As smaller investors amass more wealth, many are working with their financial advisers to increase their allocations to alternative investments.
That trend is revealing a new reality, with far-reaching consequences for wealth advisers and the alternative-asset industry: A growing number of retail investors in the high- and ultra-high-net-worth tiers now resemble institutional investors in some important ways.
When it comes to investing time horizons, risk appetite, market savvy and investable assets, it’s becoming more common to see institutional-grade qualities in small investors who command very large pools of capital.

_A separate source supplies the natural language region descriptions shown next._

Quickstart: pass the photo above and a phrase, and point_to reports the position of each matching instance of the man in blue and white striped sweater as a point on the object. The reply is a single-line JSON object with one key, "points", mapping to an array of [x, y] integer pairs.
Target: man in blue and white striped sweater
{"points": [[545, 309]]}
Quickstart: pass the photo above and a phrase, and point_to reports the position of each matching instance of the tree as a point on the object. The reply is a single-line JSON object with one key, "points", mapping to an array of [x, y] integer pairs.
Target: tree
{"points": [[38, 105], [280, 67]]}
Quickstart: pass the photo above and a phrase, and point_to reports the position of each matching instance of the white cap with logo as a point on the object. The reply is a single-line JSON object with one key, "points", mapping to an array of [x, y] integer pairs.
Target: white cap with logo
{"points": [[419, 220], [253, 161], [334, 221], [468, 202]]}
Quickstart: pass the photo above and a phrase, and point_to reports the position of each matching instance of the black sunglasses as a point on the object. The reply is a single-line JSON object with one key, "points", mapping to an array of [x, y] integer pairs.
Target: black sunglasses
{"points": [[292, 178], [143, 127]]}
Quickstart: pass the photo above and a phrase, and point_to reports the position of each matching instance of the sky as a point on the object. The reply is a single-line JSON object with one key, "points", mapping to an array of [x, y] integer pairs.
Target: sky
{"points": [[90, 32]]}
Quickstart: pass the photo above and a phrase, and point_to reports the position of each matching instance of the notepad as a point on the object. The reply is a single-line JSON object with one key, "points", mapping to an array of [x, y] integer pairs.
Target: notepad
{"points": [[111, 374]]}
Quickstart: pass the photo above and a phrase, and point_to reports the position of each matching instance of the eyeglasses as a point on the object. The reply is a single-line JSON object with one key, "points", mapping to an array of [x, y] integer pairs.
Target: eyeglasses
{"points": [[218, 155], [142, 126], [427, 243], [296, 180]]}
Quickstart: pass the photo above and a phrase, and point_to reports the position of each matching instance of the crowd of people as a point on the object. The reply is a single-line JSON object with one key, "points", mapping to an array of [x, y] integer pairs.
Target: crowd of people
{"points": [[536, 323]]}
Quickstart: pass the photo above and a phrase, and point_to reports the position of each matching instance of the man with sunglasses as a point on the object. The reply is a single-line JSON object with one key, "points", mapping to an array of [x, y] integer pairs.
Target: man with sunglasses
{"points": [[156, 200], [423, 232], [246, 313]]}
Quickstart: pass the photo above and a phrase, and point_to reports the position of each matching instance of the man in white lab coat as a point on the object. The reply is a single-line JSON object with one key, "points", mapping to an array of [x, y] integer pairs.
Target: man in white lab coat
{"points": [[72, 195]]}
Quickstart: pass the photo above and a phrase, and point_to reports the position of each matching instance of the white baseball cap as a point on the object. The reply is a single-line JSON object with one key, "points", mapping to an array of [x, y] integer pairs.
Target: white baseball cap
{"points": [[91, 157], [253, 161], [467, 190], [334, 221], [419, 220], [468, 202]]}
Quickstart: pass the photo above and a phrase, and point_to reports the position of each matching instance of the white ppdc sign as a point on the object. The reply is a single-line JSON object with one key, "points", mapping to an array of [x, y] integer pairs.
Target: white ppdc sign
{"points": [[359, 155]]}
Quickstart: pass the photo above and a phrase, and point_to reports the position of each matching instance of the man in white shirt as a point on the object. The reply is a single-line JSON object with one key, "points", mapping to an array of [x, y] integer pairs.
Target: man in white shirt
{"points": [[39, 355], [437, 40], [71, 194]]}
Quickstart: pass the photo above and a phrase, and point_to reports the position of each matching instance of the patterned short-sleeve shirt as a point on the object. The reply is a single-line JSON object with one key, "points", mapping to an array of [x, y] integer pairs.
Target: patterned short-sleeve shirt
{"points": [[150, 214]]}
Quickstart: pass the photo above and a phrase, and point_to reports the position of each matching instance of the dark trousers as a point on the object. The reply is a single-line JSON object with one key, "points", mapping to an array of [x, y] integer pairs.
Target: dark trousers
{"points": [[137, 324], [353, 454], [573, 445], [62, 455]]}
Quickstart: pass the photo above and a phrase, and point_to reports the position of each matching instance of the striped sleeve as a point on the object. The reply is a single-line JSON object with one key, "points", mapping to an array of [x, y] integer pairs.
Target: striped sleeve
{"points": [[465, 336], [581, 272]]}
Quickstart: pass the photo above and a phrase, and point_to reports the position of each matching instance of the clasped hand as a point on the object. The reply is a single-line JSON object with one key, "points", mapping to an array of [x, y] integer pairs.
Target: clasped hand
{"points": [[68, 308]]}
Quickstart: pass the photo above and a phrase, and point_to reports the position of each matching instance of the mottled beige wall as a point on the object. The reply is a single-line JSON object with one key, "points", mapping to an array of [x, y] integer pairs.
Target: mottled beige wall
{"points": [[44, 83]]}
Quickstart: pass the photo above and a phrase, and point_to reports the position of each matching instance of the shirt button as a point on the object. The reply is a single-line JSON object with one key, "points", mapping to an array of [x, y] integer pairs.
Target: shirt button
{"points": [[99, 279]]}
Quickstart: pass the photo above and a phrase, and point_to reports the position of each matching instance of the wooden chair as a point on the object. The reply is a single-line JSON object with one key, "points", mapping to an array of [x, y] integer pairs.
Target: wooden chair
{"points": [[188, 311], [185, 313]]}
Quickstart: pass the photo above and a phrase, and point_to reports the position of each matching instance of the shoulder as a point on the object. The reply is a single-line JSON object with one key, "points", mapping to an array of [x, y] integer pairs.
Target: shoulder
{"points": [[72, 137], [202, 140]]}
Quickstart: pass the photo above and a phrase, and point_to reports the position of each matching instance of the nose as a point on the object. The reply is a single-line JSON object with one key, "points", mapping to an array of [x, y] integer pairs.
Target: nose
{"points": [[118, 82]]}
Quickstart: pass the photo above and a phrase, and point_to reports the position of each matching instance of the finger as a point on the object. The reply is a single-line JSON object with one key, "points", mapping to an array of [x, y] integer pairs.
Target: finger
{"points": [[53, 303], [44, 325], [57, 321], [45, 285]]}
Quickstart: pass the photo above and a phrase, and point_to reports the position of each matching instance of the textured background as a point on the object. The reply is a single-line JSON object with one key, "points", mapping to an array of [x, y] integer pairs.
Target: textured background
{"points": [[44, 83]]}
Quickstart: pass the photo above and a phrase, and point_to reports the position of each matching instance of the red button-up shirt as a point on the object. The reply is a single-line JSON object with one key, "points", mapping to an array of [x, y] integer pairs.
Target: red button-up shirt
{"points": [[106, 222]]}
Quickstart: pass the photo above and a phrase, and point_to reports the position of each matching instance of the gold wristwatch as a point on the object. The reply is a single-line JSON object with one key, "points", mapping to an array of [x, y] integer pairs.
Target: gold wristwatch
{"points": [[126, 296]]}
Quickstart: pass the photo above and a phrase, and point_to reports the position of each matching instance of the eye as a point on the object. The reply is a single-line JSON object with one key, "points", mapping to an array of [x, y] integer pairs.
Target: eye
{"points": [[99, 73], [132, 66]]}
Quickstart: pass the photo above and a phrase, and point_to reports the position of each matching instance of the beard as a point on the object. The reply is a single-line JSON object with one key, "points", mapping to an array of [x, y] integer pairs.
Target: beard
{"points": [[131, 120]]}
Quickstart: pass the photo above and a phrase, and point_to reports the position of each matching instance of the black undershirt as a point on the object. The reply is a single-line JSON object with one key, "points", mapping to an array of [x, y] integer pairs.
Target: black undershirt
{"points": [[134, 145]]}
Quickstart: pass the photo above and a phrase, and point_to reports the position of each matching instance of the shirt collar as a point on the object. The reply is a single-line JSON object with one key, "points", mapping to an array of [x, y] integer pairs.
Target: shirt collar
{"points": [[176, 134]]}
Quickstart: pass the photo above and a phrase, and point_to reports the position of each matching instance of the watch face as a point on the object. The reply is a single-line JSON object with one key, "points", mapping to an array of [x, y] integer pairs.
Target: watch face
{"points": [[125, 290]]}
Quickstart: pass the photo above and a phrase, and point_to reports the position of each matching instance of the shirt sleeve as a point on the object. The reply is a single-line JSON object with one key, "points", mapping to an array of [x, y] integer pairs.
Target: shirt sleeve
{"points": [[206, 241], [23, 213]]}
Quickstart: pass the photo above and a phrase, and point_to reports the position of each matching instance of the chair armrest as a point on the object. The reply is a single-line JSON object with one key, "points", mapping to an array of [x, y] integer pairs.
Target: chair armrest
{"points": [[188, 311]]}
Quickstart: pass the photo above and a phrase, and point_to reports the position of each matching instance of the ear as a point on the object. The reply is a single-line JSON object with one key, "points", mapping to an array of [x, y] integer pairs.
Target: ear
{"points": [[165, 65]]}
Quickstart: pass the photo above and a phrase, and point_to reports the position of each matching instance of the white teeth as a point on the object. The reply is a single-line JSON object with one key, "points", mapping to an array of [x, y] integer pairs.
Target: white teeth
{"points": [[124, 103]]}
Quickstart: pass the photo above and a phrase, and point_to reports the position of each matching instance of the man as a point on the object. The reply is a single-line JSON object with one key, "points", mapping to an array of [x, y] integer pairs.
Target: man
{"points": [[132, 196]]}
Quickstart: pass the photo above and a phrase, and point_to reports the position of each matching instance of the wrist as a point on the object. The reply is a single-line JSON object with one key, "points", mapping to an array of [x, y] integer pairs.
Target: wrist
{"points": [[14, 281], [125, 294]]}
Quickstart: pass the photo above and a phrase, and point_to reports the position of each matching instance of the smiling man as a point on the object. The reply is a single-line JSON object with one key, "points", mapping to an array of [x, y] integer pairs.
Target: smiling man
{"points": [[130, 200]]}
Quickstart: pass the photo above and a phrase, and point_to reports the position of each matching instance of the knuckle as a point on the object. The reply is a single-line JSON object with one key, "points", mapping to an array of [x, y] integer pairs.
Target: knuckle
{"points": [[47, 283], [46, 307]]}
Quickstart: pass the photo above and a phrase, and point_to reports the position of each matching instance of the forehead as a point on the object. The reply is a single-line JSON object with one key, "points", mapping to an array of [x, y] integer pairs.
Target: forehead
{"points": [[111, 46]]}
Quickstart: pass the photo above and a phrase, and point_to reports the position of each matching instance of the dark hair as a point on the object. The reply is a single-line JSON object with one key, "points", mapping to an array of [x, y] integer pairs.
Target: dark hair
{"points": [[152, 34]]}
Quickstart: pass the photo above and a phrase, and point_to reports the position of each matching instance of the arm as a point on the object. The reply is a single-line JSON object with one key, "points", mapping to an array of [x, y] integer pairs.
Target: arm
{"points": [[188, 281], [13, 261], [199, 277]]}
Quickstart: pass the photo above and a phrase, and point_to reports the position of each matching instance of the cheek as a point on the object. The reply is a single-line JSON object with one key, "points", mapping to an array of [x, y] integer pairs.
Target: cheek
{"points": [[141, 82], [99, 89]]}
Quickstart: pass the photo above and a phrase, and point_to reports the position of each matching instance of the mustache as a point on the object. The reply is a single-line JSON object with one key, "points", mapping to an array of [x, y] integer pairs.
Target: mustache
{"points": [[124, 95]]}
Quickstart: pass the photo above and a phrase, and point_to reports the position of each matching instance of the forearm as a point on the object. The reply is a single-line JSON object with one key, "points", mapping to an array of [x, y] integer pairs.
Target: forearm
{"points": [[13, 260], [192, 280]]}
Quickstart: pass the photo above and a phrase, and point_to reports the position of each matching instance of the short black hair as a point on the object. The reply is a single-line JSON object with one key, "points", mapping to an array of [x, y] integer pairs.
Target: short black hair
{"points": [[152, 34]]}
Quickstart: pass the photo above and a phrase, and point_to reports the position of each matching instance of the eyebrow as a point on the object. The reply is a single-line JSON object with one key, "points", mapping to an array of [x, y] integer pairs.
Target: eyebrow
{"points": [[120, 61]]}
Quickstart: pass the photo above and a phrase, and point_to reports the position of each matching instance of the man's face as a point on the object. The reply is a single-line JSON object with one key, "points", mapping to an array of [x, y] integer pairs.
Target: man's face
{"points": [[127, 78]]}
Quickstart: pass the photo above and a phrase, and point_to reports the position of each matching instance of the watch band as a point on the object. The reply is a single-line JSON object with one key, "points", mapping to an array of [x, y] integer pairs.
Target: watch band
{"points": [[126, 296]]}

Opportunities for access to those pools are driving wealth advisers and institutional consultants into each other’s arms as both professions navigate the wealth channel’s growing desire for alternatives. Their joint efforts to cash in on the trend are fueling demand for institutional-grade research capabilities to meet the needs of small but highly capitalized investors, who are upping their interest in more exclusive investments, such as private equity drawdown funds.
That was a big part of the logic last year when Cresset, a national registered investment adviser catering to high-net-worth individuals, acquired Monticello Associates, an investment consultant best known for advising endowments and foundations, as well as very high-net-worth families, typically with fortunes of $30 million to $100 million or sometimes higher. Both kinds of clients demand advanced, high-touch investment research and support backed by expertise in private deals.
“We had what everybody really wanted, which is the super-high-net-worth, extremely high average account-size, family-office business that the institutional consulting world had, and that has an extremely large and deep moat around it,” said Grady Durham, founder of Denver-based Monticello.
Most wealth managers lack expertise in alternative investing, and their clients’ private market allocations tend to be 5% or lower, versus more than 50% for many big endowments and foundations. National firms, including Hightower Advisors, Creative Planning, Mariner Wealth Advisors and Cerity Partners, are all addressing that knowledge gap through acquisitions of specialists with deep research and institutional pedigrees.
Through those clients, they also gain ready access to wealthy individuals with potential for lucrative, new fee-earning accounts. Indeed, many of Monticello’s wealthy clients are themselves on the investment committees of some of the endowments and foundations the firm has advised.